Since July 2019 I have delivered three public art installations, a long list of community art workshops, received 5 grants and 3 sponsorships. I’ve been on the news and producing a body of work that I’m feeling really good about.
The handmade paper pinwheels second site installation which was erected in December and located at Canoe Point, Tannum Sands is still standing and serving it’s purpose- to release kangaroo grass on site to germinate. It was very much an experiment as nothing had been done like this before in that specific environment and with a decent wet season and another dry Winter, the handmade paper sculptures are still reasonably intact.

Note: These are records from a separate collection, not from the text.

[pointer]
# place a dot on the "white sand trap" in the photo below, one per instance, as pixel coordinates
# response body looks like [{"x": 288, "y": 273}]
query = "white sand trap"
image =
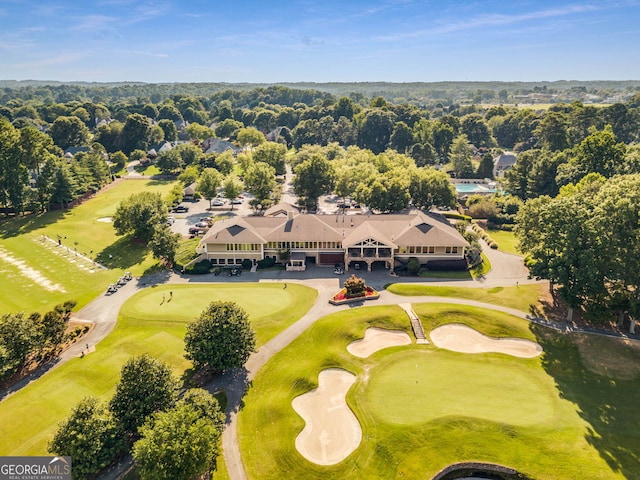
[
  {"x": 464, "y": 339},
  {"x": 376, "y": 339},
  {"x": 332, "y": 431}
]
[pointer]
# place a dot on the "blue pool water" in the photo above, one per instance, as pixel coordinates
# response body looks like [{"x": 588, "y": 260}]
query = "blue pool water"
[{"x": 473, "y": 188}]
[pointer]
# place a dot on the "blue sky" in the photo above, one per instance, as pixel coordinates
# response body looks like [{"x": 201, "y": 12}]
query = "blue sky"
[{"x": 318, "y": 40}]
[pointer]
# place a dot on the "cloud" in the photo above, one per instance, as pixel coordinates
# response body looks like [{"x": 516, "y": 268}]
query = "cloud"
[
  {"x": 493, "y": 20},
  {"x": 312, "y": 42}
]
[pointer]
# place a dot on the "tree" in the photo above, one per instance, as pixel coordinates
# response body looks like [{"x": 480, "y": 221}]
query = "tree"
[
  {"x": 314, "y": 177},
  {"x": 181, "y": 443},
  {"x": 221, "y": 338},
  {"x": 91, "y": 436},
  {"x": 136, "y": 133},
  {"x": 208, "y": 183},
  {"x": 139, "y": 214},
  {"x": 170, "y": 161},
  {"x": 260, "y": 181},
  {"x": 460, "y": 157},
  {"x": 169, "y": 129},
  {"x": 355, "y": 286},
  {"x": 199, "y": 132},
  {"x": 597, "y": 153},
  {"x": 485, "y": 168},
  {"x": 429, "y": 187},
  {"x": 146, "y": 386},
  {"x": 231, "y": 188},
  {"x": 119, "y": 160},
  {"x": 552, "y": 132},
  {"x": 376, "y": 129},
  {"x": 476, "y": 130},
  {"x": 69, "y": 132},
  {"x": 401, "y": 138},
  {"x": 250, "y": 137},
  {"x": 164, "y": 244},
  {"x": 272, "y": 154}
]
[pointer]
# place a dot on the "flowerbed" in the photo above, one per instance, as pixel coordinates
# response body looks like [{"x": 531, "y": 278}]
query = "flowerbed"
[{"x": 341, "y": 297}]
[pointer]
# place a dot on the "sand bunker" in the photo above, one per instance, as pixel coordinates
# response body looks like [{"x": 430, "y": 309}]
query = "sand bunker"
[
  {"x": 332, "y": 432},
  {"x": 376, "y": 339},
  {"x": 460, "y": 338}
]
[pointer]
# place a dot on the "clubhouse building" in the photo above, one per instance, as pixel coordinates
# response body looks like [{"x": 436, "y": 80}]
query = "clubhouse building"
[{"x": 295, "y": 239}]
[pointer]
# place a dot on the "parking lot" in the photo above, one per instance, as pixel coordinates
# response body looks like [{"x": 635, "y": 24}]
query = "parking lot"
[{"x": 200, "y": 209}]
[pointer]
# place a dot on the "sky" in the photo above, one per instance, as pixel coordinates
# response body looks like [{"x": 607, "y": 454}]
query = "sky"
[{"x": 263, "y": 41}]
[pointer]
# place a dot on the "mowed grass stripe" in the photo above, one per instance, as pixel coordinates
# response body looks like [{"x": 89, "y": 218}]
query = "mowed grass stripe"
[
  {"x": 493, "y": 388},
  {"x": 560, "y": 448},
  {"x": 79, "y": 229},
  {"x": 28, "y": 418}
]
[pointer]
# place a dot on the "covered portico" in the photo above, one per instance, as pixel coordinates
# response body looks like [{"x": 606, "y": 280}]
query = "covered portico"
[{"x": 366, "y": 244}]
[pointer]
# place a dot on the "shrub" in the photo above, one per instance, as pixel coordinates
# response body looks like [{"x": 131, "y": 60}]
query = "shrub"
[
  {"x": 413, "y": 266},
  {"x": 355, "y": 286},
  {"x": 266, "y": 263}
]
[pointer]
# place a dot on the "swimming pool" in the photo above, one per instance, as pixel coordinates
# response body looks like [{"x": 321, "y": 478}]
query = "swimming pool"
[{"x": 474, "y": 188}]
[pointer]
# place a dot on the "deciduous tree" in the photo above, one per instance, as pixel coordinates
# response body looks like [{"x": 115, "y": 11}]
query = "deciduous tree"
[
  {"x": 146, "y": 386},
  {"x": 221, "y": 338}
]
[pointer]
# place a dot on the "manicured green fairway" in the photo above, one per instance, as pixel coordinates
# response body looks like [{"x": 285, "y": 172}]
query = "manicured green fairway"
[
  {"x": 521, "y": 297},
  {"x": 507, "y": 241},
  {"x": 38, "y": 274},
  {"x": 29, "y": 417},
  {"x": 531, "y": 414},
  {"x": 507, "y": 391}
]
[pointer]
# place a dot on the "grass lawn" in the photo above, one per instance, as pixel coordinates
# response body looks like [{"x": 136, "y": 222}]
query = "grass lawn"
[
  {"x": 29, "y": 418},
  {"x": 42, "y": 274},
  {"x": 422, "y": 408},
  {"x": 521, "y": 297},
  {"x": 507, "y": 241}
]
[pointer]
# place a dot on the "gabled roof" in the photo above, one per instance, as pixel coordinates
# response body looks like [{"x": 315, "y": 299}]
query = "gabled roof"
[
  {"x": 232, "y": 230},
  {"x": 415, "y": 228},
  {"x": 364, "y": 232},
  {"x": 282, "y": 208}
]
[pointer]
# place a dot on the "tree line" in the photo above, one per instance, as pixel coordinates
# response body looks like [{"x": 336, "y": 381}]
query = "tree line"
[{"x": 172, "y": 433}]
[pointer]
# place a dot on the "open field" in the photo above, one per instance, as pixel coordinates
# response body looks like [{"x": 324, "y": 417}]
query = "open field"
[
  {"x": 507, "y": 241},
  {"x": 422, "y": 408},
  {"x": 28, "y": 261},
  {"x": 522, "y": 297},
  {"x": 29, "y": 417}
]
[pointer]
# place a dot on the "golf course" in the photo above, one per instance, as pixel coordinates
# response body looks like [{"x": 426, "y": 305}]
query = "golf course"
[{"x": 568, "y": 410}]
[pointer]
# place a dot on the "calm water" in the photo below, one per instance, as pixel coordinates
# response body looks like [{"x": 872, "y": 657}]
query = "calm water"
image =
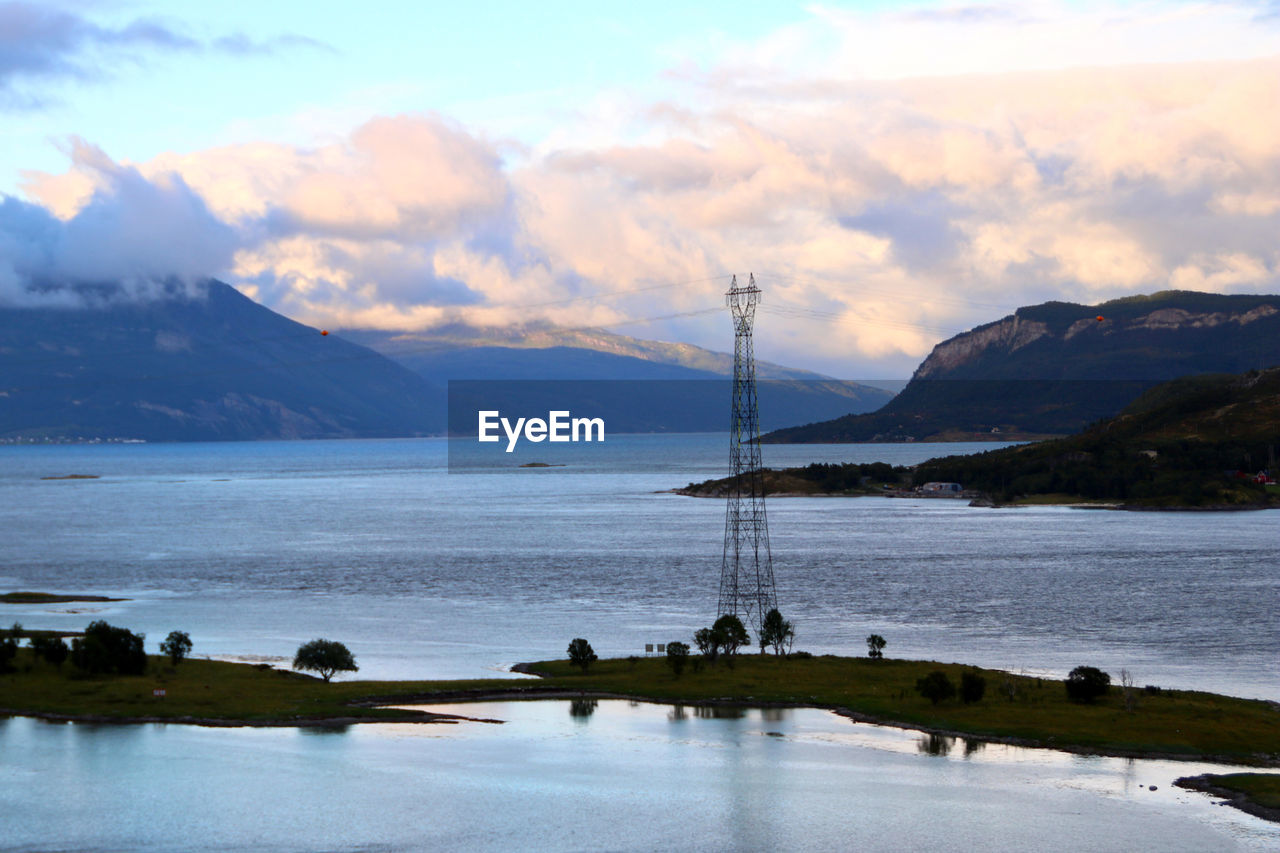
[
  {"x": 254, "y": 548},
  {"x": 626, "y": 778}
]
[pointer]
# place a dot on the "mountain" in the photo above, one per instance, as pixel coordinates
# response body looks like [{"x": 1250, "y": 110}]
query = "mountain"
[
  {"x": 208, "y": 366},
  {"x": 1203, "y": 441},
  {"x": 636, "y": 386},
  {"x": 1197, "y": 441},
  {"x": 1055, "y": 368},
  {"x": 215, "y": 365},
  {"x": 548, "y": 352}
]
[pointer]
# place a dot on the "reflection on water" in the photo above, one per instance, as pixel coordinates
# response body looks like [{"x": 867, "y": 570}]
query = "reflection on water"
[
  {"x": 629, "y": 776},
  {"x": 937, "y": 744}
]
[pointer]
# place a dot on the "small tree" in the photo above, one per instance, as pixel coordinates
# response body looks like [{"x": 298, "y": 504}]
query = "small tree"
[
  {"x": 776, "y": 632},
  {"x": 1087, "y": 683},
  {"x": 580, "y": 653},
  {"x": 730, "y": 634},
  {"x": 705, "y": 642},
  {"x": 9, "y": 646},
  {"x": 325, "y": 657},
  {"x": 936, "y": 687},
  {"x": 105, "y": 648},
  {"x": 51, "y": 648},
  {"x": 677, "y": 655},
  {"x": 973, "y": 687},
  {"x": 177, "y": 646}
]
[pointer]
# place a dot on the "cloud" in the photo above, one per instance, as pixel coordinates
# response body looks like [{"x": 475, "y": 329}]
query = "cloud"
[
  {"x": 137, "y": 237},
  {"x": 881, "y": 214},
  {"x": 39, "y": 41}
]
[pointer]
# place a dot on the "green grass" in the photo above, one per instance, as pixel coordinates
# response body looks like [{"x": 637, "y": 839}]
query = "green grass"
[
  {"x": 1175, "y": 723},
  {"x": 48, "y": 598},
  {"x": 1262, "y": 789}
]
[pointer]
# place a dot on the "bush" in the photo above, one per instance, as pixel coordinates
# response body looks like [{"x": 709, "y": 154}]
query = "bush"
[
  {"x": 936, "y": 687},
  {"x": 105, "y": 649},
  {"x": 973, "y": 687},
  {"x": 327, "y": 657},
  {"x": 51, "y": 648},
  {"x": 776, "y": 632},
  {"x": 1087, "y": 683},
  {"x": 730, "y": 634},
  {"x": 177, "y": 646},
  {"x": 580, "y": 653},
  {"x": 9, "y": 646},
  {"x": 677, "y": 655}
]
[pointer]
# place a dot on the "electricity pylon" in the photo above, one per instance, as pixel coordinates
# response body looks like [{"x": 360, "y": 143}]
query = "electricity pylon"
[{"x": 746, "y": 573}]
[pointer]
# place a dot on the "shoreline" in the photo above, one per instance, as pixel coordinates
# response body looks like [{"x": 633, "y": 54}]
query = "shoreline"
[{"x": 535, "y": 693}]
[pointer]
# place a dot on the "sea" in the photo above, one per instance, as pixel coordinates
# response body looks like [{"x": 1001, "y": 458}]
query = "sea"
[{"x": 429, "y": 564}]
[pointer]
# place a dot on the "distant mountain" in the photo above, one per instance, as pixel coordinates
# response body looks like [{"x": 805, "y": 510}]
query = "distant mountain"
[
  {"x": 219, "y": 366},
  {"x": 547, "y": 352},
  {"x": 208, "y": 368},
  {"x": 1203, "y": 441},
  {"x": 1055, "y": 368},
  {"x": 636, "y": 386},
  {"x": 1198, "y": 441}
]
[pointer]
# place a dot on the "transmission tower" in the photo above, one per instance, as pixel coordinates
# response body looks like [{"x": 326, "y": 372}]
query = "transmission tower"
[{"x": 746, "y": 573}]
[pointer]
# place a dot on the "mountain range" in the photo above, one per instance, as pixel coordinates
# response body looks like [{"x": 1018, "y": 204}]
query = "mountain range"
[
  {"x": 214, "y": 365},
  {"x": 1052, "y": 369}
]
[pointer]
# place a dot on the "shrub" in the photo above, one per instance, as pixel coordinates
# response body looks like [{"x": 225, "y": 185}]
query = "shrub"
[
  {"x": 177, "y": 646},
  {"x": 9, "y": 646},
  {"x": 54, "y": 649},
  {"x": 973, "y": 687},
  {"x": 776, "y": 632},
  {"x": 106, "y": 648},
  {"x": 580, "y": 653},
  {"x": 677, "y": 655},
  {"x": 730, "y": 634},
  {"x": 1087, "y": 683},
  {"x": 936, "y": 687},
  {"x": 327, "y": 657}
]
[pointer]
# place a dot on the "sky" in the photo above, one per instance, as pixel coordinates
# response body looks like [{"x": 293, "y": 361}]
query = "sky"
[{"x": 891, "y": 173}]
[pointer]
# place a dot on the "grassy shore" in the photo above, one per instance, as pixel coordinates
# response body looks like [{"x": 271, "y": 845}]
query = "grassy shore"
[{"x": 1173, "y": 724}]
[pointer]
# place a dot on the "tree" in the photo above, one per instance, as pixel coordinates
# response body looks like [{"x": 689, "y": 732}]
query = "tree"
[
  {"x": 580, "y": 653},
  {"x": 51, "y": 648},
  {"x": 9, "y": 646},
  {"x": 776, "y": 632},
  {"x": 325, "y": 657},
  {"x": 1087, "y": 683},
  {"x": 705, "y": 642},
  {"x": 973, "y": 687},
  {"x": 677, "y": 655},
  {"x": 105, "y": 649},
  {"x": 177, "y": 646},
  {"x": 936, "y": 687},
  {"x": 730, "y": 634}
]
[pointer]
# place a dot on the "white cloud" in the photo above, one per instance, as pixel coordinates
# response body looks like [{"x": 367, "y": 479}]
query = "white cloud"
[{"x": 881, "y": 209}]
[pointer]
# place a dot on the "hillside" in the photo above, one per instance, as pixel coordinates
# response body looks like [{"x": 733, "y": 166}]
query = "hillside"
[
  {"x": 215, "y": 366},
  {"x": 1055, "y": 368},
  {"x": 1192, "y": 442},
  {"x": 636, "y": 386}
]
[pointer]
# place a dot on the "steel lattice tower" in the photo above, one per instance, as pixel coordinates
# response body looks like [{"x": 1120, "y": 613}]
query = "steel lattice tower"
[{"x": 746, "y": 573}]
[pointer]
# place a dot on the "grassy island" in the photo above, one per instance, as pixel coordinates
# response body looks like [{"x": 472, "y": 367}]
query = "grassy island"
[{"x": 1019, "y": 710}]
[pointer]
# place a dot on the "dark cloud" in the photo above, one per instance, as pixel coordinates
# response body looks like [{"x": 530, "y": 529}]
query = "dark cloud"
[
  {"x": 40, "y": 41},
  {"x": 137, "y": 235}
]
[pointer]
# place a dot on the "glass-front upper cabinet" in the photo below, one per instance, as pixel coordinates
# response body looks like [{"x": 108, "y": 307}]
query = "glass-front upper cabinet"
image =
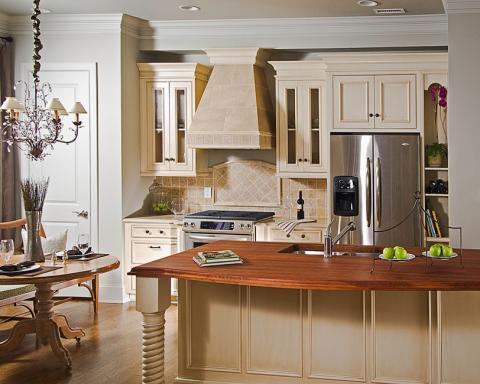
[
  {"x": 180, "y": 110},
  {"x": 301, "y": 132},
  {"x": 167, "y": 104},
  {"x": 315, "y": 130},
  {"x": 290, "y": 140}
]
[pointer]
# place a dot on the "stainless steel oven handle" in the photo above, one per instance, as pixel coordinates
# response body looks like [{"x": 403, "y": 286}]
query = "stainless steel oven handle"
[
  {"x": 369, "y": 193},
  {"x": 217, "y": 238},
  {"x": 379, "y": 193}
]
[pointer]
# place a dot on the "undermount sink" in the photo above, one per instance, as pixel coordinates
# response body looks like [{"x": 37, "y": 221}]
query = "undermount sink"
[{"x": 317, "y": 250}]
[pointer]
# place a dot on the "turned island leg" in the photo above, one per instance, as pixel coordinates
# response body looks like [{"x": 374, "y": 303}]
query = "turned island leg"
[{"x": 153, "y": 299}]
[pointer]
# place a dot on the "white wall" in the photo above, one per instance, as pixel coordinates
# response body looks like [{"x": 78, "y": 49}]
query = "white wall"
[
  {"x": 463, "y": 123},
  {"x": 103, "y": 49}
]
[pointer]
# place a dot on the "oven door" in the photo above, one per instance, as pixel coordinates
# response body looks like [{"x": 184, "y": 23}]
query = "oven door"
[{"x": 193, "y": 240}]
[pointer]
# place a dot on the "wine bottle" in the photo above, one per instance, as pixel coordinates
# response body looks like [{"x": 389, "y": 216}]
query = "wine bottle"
[{"x": 300, "y": 203}]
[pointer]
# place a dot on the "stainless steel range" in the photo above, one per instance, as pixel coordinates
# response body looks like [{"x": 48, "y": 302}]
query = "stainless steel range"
[{"x": 208, "y": 226}]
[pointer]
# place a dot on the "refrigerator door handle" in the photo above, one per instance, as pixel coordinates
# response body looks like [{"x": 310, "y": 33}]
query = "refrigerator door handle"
[
  {"x": 368, "y": 188},
  {"x": 378, "y": 190}
]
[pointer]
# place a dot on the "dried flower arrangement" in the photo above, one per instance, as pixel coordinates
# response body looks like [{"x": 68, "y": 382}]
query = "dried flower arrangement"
[{"x": 34, "y": 193}]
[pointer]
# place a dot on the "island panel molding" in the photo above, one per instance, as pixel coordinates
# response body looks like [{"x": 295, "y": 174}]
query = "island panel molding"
[
  {"x": 267, "y": 332},
  {"x": 336, "y": 336},
  {"x": 202, "y": 329},
  {"x": 401, "y": 319}
]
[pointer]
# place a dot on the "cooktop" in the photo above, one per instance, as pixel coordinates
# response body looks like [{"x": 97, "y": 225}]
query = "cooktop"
[{"x": 231, "y": 215}]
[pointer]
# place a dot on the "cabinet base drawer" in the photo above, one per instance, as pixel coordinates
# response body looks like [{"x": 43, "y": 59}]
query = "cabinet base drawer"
[
  {"x": 145, "y": 251},
  {"x": 297, "y": 236},
  {"x": 157, "y": 231}
]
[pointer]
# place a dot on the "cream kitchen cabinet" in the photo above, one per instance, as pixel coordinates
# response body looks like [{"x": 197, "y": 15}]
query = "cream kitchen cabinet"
[
  {"x": 147, "y": 239},
  {"x": 169, "y": 95},
  {"x": 385, "y": 102},
  {"x": 303, "y": 233},
  {"x": 301, "y": 127}
]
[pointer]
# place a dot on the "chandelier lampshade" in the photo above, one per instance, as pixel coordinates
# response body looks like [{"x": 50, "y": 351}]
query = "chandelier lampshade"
[{"x": 36, "y": 122}]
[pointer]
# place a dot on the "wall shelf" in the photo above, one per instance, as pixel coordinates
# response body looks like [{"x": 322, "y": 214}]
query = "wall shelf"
[{"x": 437, "y": 169}]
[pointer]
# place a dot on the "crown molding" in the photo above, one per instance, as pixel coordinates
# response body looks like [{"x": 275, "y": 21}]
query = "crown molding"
[
  {"x": 320, "y": 32},
  {"x": 4, "y": 30},
  {"x": 461, "y": 6},
  {"x": 66, "y": 24}
]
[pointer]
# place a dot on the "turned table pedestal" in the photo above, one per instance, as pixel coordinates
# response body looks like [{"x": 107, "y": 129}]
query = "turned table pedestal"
[{"x": 48, "y": 325}]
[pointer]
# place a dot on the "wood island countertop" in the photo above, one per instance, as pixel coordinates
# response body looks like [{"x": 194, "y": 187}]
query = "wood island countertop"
[{"x": 268, "y": 265}]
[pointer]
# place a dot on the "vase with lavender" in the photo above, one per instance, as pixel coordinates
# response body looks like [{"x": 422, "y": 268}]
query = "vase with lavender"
[{"x": 34, "y": 192}]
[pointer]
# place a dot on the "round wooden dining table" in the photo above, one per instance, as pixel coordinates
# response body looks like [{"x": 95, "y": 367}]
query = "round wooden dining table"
[{"x": 48, "y": 325}]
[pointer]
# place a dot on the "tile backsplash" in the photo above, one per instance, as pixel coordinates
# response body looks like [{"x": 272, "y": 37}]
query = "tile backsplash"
[{"x": 190, "y": 191}]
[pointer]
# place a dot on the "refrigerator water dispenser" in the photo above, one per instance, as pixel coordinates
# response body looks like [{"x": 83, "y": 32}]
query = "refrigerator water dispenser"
[{"x": 345, "y": 195}]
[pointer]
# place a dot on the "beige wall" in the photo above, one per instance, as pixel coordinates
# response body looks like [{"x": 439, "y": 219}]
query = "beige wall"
[
  {"x": 464, "y": 132},
  {"x": 103, "y": 49}
]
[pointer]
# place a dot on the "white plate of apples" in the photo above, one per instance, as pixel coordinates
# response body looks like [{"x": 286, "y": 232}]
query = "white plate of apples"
[
  {"x": 396, "y": 254},
  {"x": 440, "y": 251}
]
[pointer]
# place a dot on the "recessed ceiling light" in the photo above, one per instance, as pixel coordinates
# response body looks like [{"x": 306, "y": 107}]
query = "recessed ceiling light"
[
  {"x": 367, "y": 3},
  {"x": 189, "y": 8},
  {"x": 44, "y": 10}
]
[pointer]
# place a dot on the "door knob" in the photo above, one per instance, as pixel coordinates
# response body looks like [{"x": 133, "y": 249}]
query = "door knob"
[{"x": 83, "y": 213}]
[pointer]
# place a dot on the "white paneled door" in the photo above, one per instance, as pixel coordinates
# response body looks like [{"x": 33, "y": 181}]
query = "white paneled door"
[{"x": 72, "y": 195}]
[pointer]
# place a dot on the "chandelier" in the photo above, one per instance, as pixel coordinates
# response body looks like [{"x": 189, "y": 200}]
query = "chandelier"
[{"x": 36, "y": 124}]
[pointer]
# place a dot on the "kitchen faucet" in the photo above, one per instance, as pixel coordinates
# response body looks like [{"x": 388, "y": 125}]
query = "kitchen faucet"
[{"x": 329, "y": 242}]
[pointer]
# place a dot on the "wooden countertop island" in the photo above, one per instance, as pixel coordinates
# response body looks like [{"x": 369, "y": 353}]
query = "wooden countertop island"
[
  {"x": 273, "y": 265},
  {"x": 294, "y": 318}
]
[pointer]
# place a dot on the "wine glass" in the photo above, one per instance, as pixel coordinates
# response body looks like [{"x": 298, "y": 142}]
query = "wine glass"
[
  {"x": 177, "y": 207},
  {"x": 83, "y": 243},
  {"x": 7, "y": 248}
]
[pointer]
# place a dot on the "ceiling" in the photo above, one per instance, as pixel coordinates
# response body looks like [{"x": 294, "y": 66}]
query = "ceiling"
[{"x": 221, "y": 9}]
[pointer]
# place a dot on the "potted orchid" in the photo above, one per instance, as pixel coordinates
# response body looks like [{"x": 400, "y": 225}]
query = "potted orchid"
[{"x": 437, "y": 151}]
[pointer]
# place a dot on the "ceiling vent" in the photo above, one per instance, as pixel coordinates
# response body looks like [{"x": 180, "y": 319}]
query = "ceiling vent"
[{"x": 389, "y": 11}]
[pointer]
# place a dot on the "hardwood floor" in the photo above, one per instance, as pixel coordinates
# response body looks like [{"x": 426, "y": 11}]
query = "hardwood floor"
[{"x": 110, "y": 353}]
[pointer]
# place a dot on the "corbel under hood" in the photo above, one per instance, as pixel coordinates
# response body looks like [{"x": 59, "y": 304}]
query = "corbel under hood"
[{"x": 235, "y": 111}]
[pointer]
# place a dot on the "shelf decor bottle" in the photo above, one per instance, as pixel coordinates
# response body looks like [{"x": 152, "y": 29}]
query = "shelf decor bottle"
[
  {"x": 300, "y": 204},
  {"x": 34, "y": 193}
]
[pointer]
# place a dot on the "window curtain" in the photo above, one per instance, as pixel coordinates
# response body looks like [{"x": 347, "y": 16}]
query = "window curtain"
[{"x": 10, "y": 208}]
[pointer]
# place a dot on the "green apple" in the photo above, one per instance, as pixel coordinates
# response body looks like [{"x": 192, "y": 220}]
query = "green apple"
[
  {"x": 447, "y": 251},
  {"x": 388, "y": 252},
  {"x": 400, "y": 253},
  {"x": 435, "y": 250}
]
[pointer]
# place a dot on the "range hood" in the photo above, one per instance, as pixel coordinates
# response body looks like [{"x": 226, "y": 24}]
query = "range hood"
[{"x": 235, "y": 111}]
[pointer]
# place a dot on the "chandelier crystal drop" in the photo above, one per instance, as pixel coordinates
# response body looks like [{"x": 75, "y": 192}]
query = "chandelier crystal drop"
[{"x": 35, "y": 124}]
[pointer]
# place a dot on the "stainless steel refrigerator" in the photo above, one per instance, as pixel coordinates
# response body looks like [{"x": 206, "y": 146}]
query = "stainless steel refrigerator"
[{"x": 388, "y": 171}]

In February, the installation at ‘Art-Port’ which is a Public Art Space partnership between myself and Gladstone Airport Corporation saw it’s third community art presentation. This time ‘round it was particularly fitting as it was to celebrate World Community Arts Day on the 17th February. Over the course of 8 months, I delivered many community art workshops in the Gladstone Region where people of all ages and abilities learnt about the basics of making handmade/recycled paper which was then formed into cubes and decorated by the many individuals that took part. 300 cubes came together for the event, with them then becoming free art for people to take with them on their travels. Unfortunately, COVID-19 restrictions lead to the installation and the community arts space to be dismantled and put on hold until further notice.
In between projects, I was awarded a RADF out of round grant for professional development and spent the week in Gympie with Environmental Educator and Artist, Zela Bissett to learn about making botanical paper. This invaluable skill has continued on into recent projects with the Virtual EcoFest and ‘From the Ground Up’ (see recent posts for further information). In between, I have been working tirelessly to seek alternatives In opportunities as Visual and Community Artist while communities and the people within them adjust to the significant changes.
On the horizon is some very exciting conversations with a variety of groups and organisations in the region. I am about to embark on some more professional development, and continue to link in with the many excellent individuals that reside in Central Queensland.
In a couple of months it will have been two years since we have moved here, but it feels like many more. I feel so at home here and the community is just wonderful.
I have a habit of getting nostalgic and also stuck on more challenging times of the past. This time two years ago our son Edgar was very sick and in hospital. Both Mark and I were unhappy in our jobs. We took a huge risk to move here, having never even visited Queensland before. We don’t have any family here – we didn’t know anyone! But it goes to show that sometimes (and I’m aware it’s absolutely sometimes) that risks are worth taking.